Yannik Hesse
Research & Machine Learning Engineer
Jena, Germany
I work on reinforcement learning and agentic AI. I did my Master's at RWTH Aachen University with an exchange at ETH Zurich. Right now I'm fine-tuning AI agents for computer use at Warmwind.
Research
Learning to Search and Searching to Learn for Generalization in Planning
With Michael Aichmüller and Hector Geffner. A self-improving WA* learning framework combining a value heuristic (Relational GNN) with best-first search: the heuristic guides search, and the search data updates the heuristic via Q-Learning. The resulting heuristics generalize zero-shot to much larger instances, e.g. trained on Blocksworld with <30 blocks, solving instances with 488 blocks without search. Evaluated on Sokoban, PushWorld, The Witness, and IPC 2023 benchmarks.

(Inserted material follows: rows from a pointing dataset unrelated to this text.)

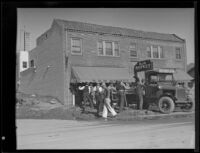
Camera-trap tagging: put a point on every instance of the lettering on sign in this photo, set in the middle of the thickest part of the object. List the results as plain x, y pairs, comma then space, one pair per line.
143, 66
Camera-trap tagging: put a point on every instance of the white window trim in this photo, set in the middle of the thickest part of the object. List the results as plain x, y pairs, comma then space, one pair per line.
180, 54
159, 53
135, 50
72, 47
104, 48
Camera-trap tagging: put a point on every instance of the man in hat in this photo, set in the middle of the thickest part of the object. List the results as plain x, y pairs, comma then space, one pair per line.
140, 92
107, 101
86, 96
99, 95
121, 90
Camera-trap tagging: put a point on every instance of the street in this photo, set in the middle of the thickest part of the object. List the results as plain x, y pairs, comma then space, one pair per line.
69, 134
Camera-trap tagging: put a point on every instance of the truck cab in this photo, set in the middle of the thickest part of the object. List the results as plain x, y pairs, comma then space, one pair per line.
162, 90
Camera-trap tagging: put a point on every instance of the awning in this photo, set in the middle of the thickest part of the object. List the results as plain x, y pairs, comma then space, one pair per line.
97, 74
180, 75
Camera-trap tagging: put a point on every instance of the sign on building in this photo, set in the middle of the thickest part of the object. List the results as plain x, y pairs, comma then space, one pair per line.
143, 66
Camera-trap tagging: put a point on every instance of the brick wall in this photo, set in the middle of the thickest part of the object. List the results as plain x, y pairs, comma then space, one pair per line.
90, 56
48, 79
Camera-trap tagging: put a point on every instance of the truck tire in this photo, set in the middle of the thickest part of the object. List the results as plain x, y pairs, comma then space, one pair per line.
189, 106
166, 105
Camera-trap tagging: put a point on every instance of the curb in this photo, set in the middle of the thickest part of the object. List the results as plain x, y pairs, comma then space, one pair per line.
157, 116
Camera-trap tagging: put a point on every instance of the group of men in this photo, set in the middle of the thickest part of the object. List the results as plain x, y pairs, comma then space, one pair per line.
100, 94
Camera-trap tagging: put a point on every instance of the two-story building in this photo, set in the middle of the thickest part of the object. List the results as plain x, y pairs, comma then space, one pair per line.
73, 51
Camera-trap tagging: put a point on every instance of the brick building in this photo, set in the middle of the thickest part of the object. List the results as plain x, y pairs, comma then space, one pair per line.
74, 51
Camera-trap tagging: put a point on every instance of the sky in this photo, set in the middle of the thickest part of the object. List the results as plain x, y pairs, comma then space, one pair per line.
179, 21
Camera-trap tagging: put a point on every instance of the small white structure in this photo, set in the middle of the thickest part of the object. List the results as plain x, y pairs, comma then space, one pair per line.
23, 60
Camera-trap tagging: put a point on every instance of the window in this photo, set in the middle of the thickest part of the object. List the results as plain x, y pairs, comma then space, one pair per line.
133, 51
116, 49
148, 52
76, 46
178, 53
161, 52
32, 63
100, 48
155, 52
24, 64
109, 48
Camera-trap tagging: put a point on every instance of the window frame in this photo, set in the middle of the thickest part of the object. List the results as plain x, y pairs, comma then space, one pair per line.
155, 46
81, 48
24, 62
180, 53
111, 48
133, 43
98, 48
32, 63
104, 48
149, 51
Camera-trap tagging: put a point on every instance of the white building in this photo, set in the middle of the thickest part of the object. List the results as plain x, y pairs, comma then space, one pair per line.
23, 60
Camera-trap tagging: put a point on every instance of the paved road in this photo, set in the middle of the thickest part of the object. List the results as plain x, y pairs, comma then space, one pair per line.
65, 134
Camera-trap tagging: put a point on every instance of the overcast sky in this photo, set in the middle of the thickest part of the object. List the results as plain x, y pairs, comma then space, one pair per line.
178, 21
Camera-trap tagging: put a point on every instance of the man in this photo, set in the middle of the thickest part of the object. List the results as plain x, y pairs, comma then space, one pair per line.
121, 90
99, 95
139, 91
86, 96
107, 101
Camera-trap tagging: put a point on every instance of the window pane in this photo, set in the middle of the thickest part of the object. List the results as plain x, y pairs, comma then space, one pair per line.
100, 48
24, 64
76, 50
133, 51
155, 52
178, 53
76, 43
116, 49
108, 48
148, 52
133, 46
76, 46
161, 52
32, 63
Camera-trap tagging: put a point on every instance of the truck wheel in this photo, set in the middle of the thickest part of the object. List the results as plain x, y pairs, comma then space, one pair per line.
166, 105
189, 106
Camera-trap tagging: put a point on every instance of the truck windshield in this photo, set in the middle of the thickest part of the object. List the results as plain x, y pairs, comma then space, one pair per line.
165, 77
161, 77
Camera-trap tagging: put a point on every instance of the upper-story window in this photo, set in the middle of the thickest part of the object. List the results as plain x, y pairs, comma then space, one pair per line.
133, 50
155, 52
116, 49
108, 48
76, 46
148, 51
24, 64
162, 55
100, 48
32, 64
178, 53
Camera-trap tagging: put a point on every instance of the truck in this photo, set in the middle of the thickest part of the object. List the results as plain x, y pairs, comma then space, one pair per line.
160, 89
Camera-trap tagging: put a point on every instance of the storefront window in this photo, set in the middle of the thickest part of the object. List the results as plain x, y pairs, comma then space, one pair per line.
178, 53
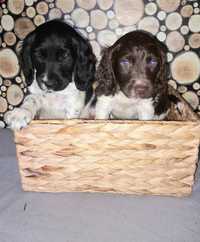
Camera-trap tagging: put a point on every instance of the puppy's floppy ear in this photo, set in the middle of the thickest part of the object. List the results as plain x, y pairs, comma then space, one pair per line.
25, 58
84, 72
162, 76
105, 77
161, 82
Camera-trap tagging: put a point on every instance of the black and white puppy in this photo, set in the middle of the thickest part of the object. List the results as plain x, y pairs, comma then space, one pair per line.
131, 80
59, 68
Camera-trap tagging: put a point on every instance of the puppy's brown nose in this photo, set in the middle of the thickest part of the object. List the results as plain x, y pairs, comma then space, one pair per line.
141, 90
141, 87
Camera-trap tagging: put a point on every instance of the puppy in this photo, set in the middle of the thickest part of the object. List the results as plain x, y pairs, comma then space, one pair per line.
131, 80
59, 68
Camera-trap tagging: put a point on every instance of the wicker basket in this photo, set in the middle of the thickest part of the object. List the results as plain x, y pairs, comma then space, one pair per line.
133, 157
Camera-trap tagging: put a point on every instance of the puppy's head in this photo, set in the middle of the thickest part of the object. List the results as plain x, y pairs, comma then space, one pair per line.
137, 63
52, 54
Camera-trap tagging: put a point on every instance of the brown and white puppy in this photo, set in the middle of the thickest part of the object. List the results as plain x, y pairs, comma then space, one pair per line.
131, 80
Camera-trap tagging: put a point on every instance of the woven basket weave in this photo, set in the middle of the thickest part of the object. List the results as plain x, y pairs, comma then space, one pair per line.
131, 157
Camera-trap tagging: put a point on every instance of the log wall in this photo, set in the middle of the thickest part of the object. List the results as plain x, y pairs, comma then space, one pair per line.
174, 22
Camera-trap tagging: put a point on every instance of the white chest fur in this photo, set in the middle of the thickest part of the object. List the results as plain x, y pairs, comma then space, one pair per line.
134, 108
64, 104
121, 107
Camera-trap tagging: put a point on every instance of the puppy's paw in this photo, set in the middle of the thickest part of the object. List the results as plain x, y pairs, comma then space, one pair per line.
18, 118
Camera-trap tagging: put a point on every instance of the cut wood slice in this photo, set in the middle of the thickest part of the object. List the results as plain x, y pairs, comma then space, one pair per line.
10, 38
191, 98
3, 105
16, 6
194, 23
65, 6
98, 19
194, 40
168, 5
15, 95
175, 41
39, 19
23, 26
9, 66
55, 13
96, 48
186, 68
187, 11
86, 4
129, 12
106, 38
173, 21
42, 8
150, 8
150, 24
80, 18
7, 22
105, 4
30, 12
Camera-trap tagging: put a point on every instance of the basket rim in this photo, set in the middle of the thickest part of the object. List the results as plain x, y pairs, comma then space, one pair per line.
104, 121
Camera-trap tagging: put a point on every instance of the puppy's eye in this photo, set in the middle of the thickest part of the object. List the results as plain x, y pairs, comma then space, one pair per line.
151, 61
65, 55
124, 62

On Limits of GNNs for Planning in Pushworld
Combines heuristic search with a learned value function for RL in planning domains. Tested on PushWorld, a benchmark for tool use and long-horizon reasoning. Extends R-GNNs with global attention pooling, reaching performance competitive with the classical planner LAMA.

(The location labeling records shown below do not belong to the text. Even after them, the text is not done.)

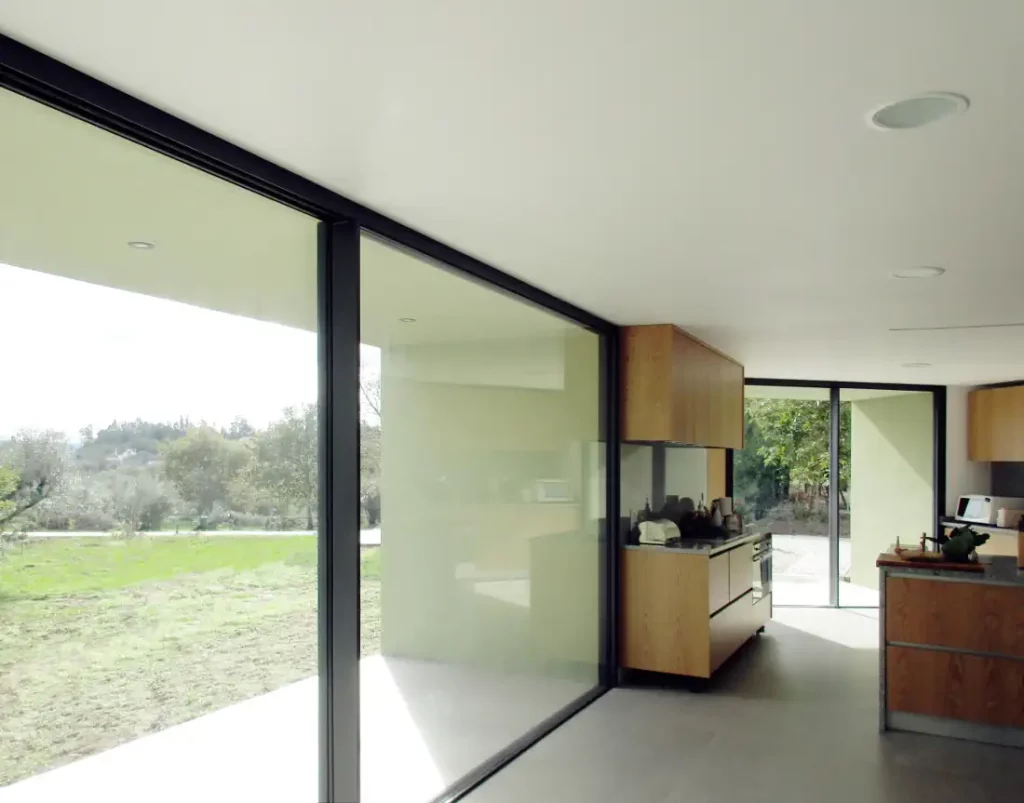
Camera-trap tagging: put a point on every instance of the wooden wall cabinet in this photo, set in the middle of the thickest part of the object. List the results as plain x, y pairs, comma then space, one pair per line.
678, 390
995, 424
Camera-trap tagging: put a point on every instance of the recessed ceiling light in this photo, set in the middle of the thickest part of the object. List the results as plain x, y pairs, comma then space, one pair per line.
919, 111
921, 271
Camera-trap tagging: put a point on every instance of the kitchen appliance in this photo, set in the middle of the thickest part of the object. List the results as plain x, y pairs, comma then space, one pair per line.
1009, 517
979, 509
657, 532
762, 566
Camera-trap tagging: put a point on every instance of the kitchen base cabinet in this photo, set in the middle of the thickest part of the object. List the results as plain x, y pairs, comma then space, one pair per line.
683, 613
729, 630
952, 651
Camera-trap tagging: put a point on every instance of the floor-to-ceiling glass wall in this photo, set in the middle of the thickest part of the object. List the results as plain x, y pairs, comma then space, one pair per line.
483, 500
880, 441
158, 476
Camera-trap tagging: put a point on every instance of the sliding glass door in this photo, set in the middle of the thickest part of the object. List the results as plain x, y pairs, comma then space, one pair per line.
298, 512
159, 523
482, 521
836, 473
780, 484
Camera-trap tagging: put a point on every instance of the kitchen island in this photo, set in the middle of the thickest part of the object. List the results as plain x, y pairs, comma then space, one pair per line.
951, 652
686, 608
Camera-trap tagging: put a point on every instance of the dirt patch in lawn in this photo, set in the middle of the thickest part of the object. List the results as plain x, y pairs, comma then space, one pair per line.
86, 671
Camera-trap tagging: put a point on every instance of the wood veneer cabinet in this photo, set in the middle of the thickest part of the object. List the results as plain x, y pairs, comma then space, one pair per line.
995, 424
679, 390
684, 613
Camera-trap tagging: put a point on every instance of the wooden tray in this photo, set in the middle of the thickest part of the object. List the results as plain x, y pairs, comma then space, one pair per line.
945, 565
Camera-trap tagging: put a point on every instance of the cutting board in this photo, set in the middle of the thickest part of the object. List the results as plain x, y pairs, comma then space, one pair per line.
944, 565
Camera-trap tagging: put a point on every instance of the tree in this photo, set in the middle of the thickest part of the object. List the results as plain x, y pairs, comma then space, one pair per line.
35, 464
240, 429
139, 502
370, 449
203, 466
286, 460
795, 435
370, 395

Parallel Taping in Adjoint Algorithmic Differentiation
Speeds up adjoint AD by splitting the primal into partial functions and recording tapes concurrently with OpenMP. Includes checkpointing and rematerialization for memory-bound settings. Got up to 4x speedup on a single machine. Results were later integrated into dco/c++.
Open Source
Contribution to Puffer.ai
Built high-speed RL environments in C and training algorithms in PyTorch for PufferLib, an open-source high-performance reinforcement learning library. My 2048 environment is now a core entry in their benchmarking stack. Also featured on zen2048.com.
pdfalign
Table extraction with OCR from PDFs. Uses mean shift to align and pull structured data from scanned and digital documents.
Experience
Researcher , ML Lab, RWTH Aachen
Research on classical planning + deep RL. Built tree-based training algorithms with PyTorch and Slurm.

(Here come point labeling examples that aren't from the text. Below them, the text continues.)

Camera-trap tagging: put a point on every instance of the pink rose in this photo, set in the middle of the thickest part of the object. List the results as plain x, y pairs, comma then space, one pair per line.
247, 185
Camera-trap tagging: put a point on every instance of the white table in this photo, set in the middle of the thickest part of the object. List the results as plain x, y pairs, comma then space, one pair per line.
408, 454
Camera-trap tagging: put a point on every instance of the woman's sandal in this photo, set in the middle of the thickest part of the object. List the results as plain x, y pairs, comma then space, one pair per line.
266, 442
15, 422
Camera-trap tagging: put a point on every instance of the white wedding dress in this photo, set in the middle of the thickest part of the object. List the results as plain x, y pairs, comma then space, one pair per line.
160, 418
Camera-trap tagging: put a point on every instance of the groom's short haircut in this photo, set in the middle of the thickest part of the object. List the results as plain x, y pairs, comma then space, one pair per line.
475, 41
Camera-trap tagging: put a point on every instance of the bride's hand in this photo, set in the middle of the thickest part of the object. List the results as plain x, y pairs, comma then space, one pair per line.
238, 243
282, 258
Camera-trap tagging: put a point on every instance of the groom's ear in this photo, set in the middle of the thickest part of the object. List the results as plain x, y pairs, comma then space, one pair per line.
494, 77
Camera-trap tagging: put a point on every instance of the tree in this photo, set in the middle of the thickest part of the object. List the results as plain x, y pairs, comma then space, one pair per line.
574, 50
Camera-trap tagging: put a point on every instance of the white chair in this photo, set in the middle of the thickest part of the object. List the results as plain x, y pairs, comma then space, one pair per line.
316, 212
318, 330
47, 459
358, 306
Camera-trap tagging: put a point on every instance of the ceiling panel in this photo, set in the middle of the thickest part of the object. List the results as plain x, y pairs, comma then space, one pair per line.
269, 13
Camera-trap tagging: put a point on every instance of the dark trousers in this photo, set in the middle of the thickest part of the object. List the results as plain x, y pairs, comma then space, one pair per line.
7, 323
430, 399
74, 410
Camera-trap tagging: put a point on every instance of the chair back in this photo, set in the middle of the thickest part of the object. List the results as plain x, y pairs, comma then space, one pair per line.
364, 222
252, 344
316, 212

Data Engineer Intern , Infineon, Singapore
Built deep learning models for auditing automation. NLP and CV for document processing with LangChain, LLaMA, PyTorch.
Exchange , ETH Zurich
UNITECH exchange semester. Computer vision, deep learning, planning for autonomous robots. Course project: UDRL →
Education
M.Sc. Computer Science, RWTH Aachen
Summa cum laude. Thesis grade 1.0. Finished in Regelstudienzeit. Focus on deep learning and reinforcement learning. Includes UNITECH exchange at ETH Zurich.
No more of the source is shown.